Mas esta consideração não
é a última palavra.
A última palavra pertence
a Deus, é a palavra do seu amor salvador e misericordioso e, portanto, a
palavra da nossa filiação divina.
Por isso vos repito com S.
João: vede que amor teve por nós o Pai, querendo que nos chamássemos filhos de
Deus e que o fôssemos na verdade! Filhos de Deus, irmãos do Verbo feito carne,
d'Aquele de Quem foi dito: n'Ele estava a vida, e a vida era a luz dos homens!
Filhos da Luz, irmãos da Luz - isso é o que somos!
Portadores da única chama
capaz de iluminar os corações feitos de carne!
Calando-me eu agora e
continuando a Santa Missa, cada um de vós deve pensar no que lhe pede o Senhor;
que propósitos, que decisões a acção da graça quer provocar dentro de si.
E, ao reconhecer essas
exigências sobrenaturais e humanas de entrega e de luta, lembrai-vos de que o
nosso modelo é Jesus Cristo, e que Jesus, sendo Deus, permitiu que O tentassem,
para que assim nos enchêssemos de ânimo e ficássemos certos da vitória.
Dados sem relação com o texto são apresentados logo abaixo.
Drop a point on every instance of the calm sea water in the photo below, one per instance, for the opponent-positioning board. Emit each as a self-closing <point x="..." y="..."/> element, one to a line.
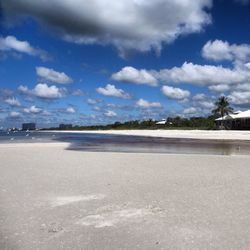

Porque Ele não perde batalhas;
estando unidos a Ele, nunca seremos vencidos, mas poderemos chamar-nos e ser
realmente vencedores - bons filhos de Deus.
Vivamos contentes.
Eu estou contente.
Não o deveria estar
olhando para a minha vida, fazendo esse exame pessoal de consciência que este
tempo litúrgico da Quaresma nos pede...
Mas sinto-me contente,
porque vejo que o Senhor me procura uma vez mais, que o Senhor continua a ser
meu Pai.
Sei que vós e eu,
decididamente, com o resplendor e a ajuda da graça, veremos que coisas há que
queimar, e queimá-las-emos; que coisas há que entregar, e entregá-las-emos!
A tarefa não é fácil.
Mas contamos com uma
orientação clara, com uma realidade de que não devemos nem podemos prescindir:
somos amados por Deus e deixaremos que o Espírito Santo actue em nós e nos
purifique, para podermos abraçar-nos assim ao Filho de Deus na Cruz,
ressuscitando depois com Ele, porque a alegria da Ressurreição está enraizada
na Cruz.
Maria, nossa Mãe, auxilium
christianorum, refugium peccatorum, intercede junto de teu Filho para que nos
envie o Espírito Santo, que desperte em nossos corações a decisão de
caminharmos com passo firme e seguro, fazendo soar no mais fundo da nossa alma
o chamamento que encheu de paz o martírio de um dos primeiros cristãos: veni ad
Patrem - vem, volta ao teu Pai, que te espera!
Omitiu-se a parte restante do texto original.